Climb One Rung of the ladder at a Time
With this specialized training, our goal is to provide you with guidance to unlearn old habits by absorbing new information. While practicing strategies on yourself (required before coaching another human) allow yourself to go at a pace that is natural and easily incorporated into your lifestyle. Some of the changes need to address nutrition holistically can seem major, yet this does not always mean taking big leaps. We know that when a change in the body is concerned, lasting change is more easily sustained in a more gradual timeline and rarely as quick as what most diets proclaim.
Most importantly, be open and curious in the process of learning and growing.

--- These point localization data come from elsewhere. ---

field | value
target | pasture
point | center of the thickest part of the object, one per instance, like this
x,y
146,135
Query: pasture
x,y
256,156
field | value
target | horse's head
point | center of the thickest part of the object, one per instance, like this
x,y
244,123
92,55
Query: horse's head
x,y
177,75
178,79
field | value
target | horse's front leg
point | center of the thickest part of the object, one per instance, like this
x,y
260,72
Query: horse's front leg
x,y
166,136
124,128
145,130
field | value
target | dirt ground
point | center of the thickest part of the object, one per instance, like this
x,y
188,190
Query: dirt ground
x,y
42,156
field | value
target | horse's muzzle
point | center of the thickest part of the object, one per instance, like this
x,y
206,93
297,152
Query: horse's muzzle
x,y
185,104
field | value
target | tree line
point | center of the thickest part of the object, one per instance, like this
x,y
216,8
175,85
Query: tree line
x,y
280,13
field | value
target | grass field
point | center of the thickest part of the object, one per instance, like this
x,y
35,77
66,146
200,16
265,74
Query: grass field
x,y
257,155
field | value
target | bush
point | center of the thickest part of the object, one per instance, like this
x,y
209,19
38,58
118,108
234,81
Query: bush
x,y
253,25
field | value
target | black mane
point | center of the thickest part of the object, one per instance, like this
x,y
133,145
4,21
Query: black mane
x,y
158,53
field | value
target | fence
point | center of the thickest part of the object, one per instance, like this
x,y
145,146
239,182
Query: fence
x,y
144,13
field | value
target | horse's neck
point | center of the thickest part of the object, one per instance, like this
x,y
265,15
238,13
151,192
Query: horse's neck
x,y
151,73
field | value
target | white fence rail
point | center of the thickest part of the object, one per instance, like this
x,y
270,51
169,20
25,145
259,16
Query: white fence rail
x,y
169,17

For what seems to be a lifetime, we have come to know the saying, “you are what you eat”. Yet somehow, there seem to be more people who either don’t get the same message or those who fail to receive the message at all. The confusion created by mixed messages in what we will call diet books does not help. One day we are told to drink red wine, only to have someone come along and crush that idea by proposing that eating more grapes would be preferred. Another example – eggs. While a good source of protein, we are told to monitor consumption if we are concerned about elevated levels of cholesterol. Even reports from “research” studies create confusion, like in the case of dairy foods; who can tell us with authority that dairy will cause weight gain or loss?
Nutrition is a truly unique science. It’s the only field where people can scientifically prove opposing theories and still be right. Of course, with science, we want to stick to facts.
We have yet to discover the absolute and definitive truths about nutrition, we are also in the exploratory stages of making a connection between our food intake and our health. Despite all the nutritional research done, it seems as if there is still a great amount of confusion over food. The truth is, there is probably no one right way of eating.
In some ways, this program can be viewed as a combined resource, using the knowledge and wisdom of traditional philosophies like Ayurveda with more modern approaches, like the USDA food guides, the Glycemic Index, Zone, the South Beach Diet and of course … raw foods.
We embark on our journey by learning about the body, its systems, and some basic anatomy and physiology; but to optimize our client’s holistic function, we also need to learn how these systems relate to one another. Our advice: Be open to learning new ways to view health and disease, both traditional and holistic. Extend your coaching knowledge beyond what is discussed in this Manual to expand what piques your interests – whether it be whole foods, herbs, and spices for promoting holistic nutrition intake goals, or how to manage behaviors that prevent your client from living holistically.
The CHNC must acknowledge the following:
We do not diagnose We do not treat
….unless we have an appropriate degree and license to do so. Leave the diagnosing and treating to a health or medical professional any time you know that the situation is more than you are qualified to address, manage, improve, or change with coaching.